Through the Hardware Interface

PlaidML manages access to devices capable of executing Tile code through an internal hardware abstraction layer, or “HAL”, which is implemented by architecture-specific hardware modules. After compiling a Tile function into a lang::KernelList, the PlaidML runtime calls into the hardware module associated with the target device, which generates machine code, manages memory, and schedules execution.

HAL Interface

PlaidML currently offers two implementations of the HAL interface. The OpenCL module connects to the system’s OpenCL driver and provides access to all available OpenCL devices, such as GPUs; the OpenCL driver may also offer execution on the CPU. The LLVM module needs no driver; it provides a single device representing the system CPU.

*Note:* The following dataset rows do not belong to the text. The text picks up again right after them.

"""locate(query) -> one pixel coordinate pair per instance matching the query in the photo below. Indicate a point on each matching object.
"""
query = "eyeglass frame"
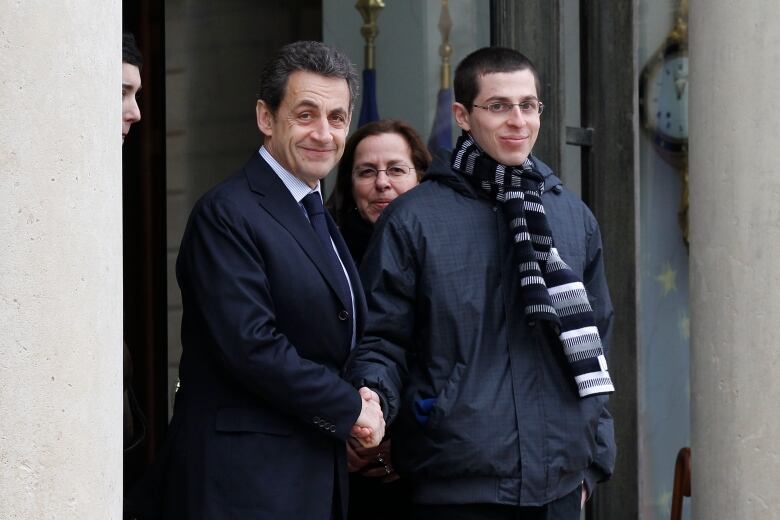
(409, 170)
(511, 105)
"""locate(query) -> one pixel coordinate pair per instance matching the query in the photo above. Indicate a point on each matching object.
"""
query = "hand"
(370, 426)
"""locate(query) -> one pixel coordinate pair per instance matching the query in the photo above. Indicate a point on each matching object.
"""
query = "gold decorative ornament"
(369, 10)
(445, 49)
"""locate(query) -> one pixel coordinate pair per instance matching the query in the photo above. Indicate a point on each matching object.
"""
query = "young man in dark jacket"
(488, 318)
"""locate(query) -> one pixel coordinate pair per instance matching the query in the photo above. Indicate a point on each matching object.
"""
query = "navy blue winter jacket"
(484, 408)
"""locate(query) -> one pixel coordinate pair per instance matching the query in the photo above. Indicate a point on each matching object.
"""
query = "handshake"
(370, 426)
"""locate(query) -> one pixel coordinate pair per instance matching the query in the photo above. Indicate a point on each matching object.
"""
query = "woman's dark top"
(369, 498)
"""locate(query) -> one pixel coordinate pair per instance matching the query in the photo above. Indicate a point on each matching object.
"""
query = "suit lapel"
(280, 204)
(354, 276)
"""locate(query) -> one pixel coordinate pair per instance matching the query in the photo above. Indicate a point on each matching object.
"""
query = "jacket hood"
(441, 171)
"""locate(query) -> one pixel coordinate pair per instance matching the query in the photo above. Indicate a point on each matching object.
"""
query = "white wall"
(61, 258)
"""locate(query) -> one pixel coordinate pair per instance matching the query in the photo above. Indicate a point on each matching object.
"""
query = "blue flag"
(441, 133)
(368, 111)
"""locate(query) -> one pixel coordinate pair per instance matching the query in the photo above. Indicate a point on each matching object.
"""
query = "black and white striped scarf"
(549, 289)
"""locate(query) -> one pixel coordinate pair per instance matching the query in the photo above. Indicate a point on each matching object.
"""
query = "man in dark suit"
(273, 306)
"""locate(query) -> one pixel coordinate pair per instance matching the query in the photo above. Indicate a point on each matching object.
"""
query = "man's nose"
(382, 180)
(321, 130)
(516, 116)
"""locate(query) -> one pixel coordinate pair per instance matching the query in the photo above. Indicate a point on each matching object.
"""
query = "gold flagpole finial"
(369, 10)
(445, 49)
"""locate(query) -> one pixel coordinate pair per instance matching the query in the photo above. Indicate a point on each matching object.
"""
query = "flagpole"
(441, 132)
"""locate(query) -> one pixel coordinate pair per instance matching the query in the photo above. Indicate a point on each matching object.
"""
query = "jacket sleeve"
(222, 274)
(389, 275)
(598, 292)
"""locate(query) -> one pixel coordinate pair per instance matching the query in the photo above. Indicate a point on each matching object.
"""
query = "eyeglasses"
(367, 173)
(528, 108)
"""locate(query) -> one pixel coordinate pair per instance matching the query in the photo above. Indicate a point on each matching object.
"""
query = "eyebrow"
(503, 99)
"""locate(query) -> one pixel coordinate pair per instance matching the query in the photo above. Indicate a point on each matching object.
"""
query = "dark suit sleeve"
(222, 273)
(389, 275)
(596, 284)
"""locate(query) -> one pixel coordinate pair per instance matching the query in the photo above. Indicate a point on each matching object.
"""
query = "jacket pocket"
(252, 420)
(446, 398)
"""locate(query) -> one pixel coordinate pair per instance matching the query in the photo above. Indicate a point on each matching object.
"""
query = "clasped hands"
(370, 426)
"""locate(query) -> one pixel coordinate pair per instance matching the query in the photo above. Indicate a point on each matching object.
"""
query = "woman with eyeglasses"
(381, 161)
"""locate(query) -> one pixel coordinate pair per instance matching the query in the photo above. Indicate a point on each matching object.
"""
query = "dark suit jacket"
(261, 419)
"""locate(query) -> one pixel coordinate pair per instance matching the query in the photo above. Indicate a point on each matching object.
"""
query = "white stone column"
(60, 260)
(735, 258)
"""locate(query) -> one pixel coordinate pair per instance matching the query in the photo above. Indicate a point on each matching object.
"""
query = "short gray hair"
(305, 56)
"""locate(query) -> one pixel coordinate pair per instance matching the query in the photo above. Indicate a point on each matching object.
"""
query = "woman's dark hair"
(341, 201)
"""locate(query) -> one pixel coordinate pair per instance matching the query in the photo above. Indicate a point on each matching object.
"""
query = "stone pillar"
(735, 246)
(60, 260)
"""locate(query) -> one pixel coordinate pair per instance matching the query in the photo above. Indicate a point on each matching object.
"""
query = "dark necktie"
(313, 205)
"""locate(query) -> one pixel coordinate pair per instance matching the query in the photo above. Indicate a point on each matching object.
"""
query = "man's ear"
(264, 118)
(462, 116)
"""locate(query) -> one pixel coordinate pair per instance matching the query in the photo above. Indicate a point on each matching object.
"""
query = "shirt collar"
(297, 188)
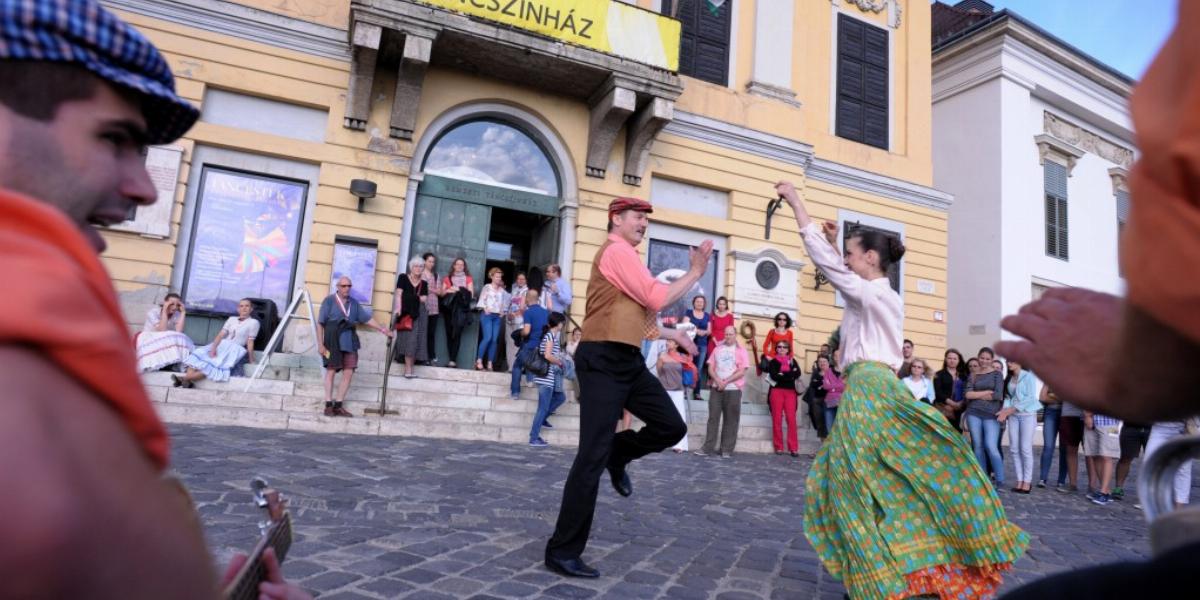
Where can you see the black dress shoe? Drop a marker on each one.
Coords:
(621, 483)
(571, 568)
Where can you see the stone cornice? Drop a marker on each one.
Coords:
(244, 22)
(853, 178)
(1065, 57)
(744, 139)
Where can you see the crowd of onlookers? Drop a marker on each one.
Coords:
(981, 396)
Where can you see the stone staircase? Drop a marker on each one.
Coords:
(439, 403)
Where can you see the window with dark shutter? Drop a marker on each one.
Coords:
(894, 269)
(1055, 177)
(705, 42)
(862, 111)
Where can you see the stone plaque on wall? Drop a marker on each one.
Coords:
(766, 282)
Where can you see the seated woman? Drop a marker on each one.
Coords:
(162, 342)
(232, 349)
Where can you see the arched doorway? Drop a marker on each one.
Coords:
(492, 195)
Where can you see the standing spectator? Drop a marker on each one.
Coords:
(984, 395)
(514, 318)
(339, 342)
(1161, 433)
(949, 384)
(461, 289)
(833, 385)
(1102, 449)
(1134, 437)
(726, 373)
(432, 299)
(783, 371)
(229, 352)
(161, 342)
(1021, 408)
(906, 365)
(550, 385)
(412, 298)
(721, 319)
(815, 397)
(556, 292)
(493, 299)
(918, 382)
(1051, 414)
(671, 369)
(1071, 435)
(781, 331)
(701, 319)
(535, 318)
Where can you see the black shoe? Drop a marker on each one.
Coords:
(571, 568)
(621, 481)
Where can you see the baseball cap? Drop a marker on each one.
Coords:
(82, 33)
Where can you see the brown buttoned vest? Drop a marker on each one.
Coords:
(611, 315)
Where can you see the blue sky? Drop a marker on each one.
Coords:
(1122, 34)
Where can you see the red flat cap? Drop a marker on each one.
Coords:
(623, 204)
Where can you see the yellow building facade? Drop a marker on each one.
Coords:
(503, 144)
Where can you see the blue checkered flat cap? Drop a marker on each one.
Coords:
(82, 33)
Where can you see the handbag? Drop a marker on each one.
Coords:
(537, 364)
(405, 323)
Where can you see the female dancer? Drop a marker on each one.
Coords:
(897, 507)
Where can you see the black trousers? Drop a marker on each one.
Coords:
(612, 378)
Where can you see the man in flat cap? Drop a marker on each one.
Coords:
(623, 301)
(87, 513)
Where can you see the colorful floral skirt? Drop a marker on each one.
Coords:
(897, 504)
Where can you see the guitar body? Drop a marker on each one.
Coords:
(276, 535)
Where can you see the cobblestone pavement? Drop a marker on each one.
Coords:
(430, 519)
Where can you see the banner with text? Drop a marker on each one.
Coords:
(607, 25)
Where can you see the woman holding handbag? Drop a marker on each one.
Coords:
(549, 383)
(412, 317)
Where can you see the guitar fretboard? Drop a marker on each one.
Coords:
(245, 585)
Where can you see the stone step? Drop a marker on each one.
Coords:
(399, 425)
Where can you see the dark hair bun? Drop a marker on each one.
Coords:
(895, 249)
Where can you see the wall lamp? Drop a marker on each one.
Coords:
(363, 189)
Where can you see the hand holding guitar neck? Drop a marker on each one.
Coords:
(259, 575)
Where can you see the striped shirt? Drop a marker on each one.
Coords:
(550, 339)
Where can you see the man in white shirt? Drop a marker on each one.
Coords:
(556, 294)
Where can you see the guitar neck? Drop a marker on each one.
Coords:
(245, 585)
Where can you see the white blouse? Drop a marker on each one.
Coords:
(873, 323)
(238, 331)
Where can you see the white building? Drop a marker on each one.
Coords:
(1033, 139)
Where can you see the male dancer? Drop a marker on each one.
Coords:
(623, 300)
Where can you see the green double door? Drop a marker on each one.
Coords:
(454, 219)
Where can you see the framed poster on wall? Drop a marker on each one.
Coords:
(355, 258)
(669, 261)
(245, 239)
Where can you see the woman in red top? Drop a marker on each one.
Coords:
(783, 333)
(721, 318)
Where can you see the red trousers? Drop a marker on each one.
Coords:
(783, 403)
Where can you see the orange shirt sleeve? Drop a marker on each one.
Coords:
(58, 268)
(623, 268)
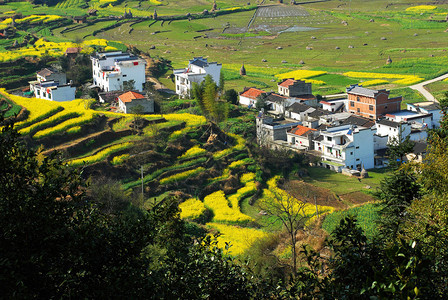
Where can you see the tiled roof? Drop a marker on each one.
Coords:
(318, 113)
(301, 130)
(252, 93)
(275, 98)
(388, 123)
(199, 61)
(298, 107)
(359, 121)
(287, 83)
(46, 72)
(129, 96)
(72, 50)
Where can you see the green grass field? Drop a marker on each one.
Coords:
(342, 184)
(367, 215)
(341, 36)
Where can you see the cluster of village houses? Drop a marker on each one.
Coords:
(349, 133)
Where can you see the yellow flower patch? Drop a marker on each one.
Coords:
(247, 177)
(240, 239)
(101, 155)
(374, 82)
(421, 8)
(191, 209)
(218, 203)
(402, 79)
(181, 176)
(118, 160)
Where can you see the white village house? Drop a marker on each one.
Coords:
(52, 85)
(53, 90)
(249, 96)
(346, 146)
(129, 100)
(196, 71)
(112, 71)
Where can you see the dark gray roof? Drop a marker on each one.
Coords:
(419, 147)
(199, 61)
(359, 121)
(110, 96)
(298, 107)
(359, 90)
(434, 106)
(47, 72)
(272, 97)
(318, 113)
(388, 123)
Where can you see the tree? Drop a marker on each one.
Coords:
(261, 102)
(231, 96)
(290, 212)
(397, 193)
(206, 94)
(221, 82)
(398, 149)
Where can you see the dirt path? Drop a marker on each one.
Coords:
(420, 87)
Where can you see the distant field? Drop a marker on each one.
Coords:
(333, 36)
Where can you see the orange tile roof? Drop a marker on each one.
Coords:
(287, 82)
(252, 93)
(301, 130)
(129, 96)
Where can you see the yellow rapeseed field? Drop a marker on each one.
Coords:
(239, 238)
(421, 8)
(402, 79)
(300, 74)
(219, 204)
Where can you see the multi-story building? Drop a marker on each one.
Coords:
(51, 74)
(249, 96)
(114, 71)
(371, 103)
(52, 90)
(346, 146)
(196, 71)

The PlaidML core loads both hardware modules at startup so they can query the system for available hardware. You can call plaidml.devices to get the list of devices. Once you’ve chosen a device, you can use the Device object to create Tensor instances; running a function bound to these tensors will associate its execution with the corresponding device.

Each hardware module provides a compiler backend, which is an implementation of hal::Compiler. The hal::Compiler::Build function accepts a KernelList produced by the Tile compiler frontend as its input, and as output it produces an instance of some device-specific implementation of hal::Library. A Library is an abstract representation of executable code, in whatever form it is that the target device expects. Each implementation of Compiler is therefore free to implement code generation in whatever way suits the target architecture.

Since GPU performance is generally much better than CPU performance, you’ll most often want to use devices provided by the OpenCL module; let’s look at its backend architecture first.

OpenCL Compiler

While the semtree built for an OpenCL device will be optimized for that device’s memory and register characteristics, the semtree itself has no knowledge of OpenCL-specific semantics, so the OpenCL module begins by checking for driver-specific features such as the availability of fp16 and fp64 types. Next, an optimization pass walks the semtree, replacing expression patterns with optimized OpenCL builtins, such as mad().

After optimization, a second traversal of the semtree produces OpenCL source code. A sem::Type is computed for each expression node. For expressions with multiple subexpressions, the subtypes are promoted to a common output type, and the subexpressions are converted accordingly. The promotion rule is specific to Tile semantics, so that semtree behavior is consistent between OpenCL and non-OpenCL devices; the OpenCL source code produced in this stage will be subject to a second round of type analysis when it is compiled by the OpenCL driver.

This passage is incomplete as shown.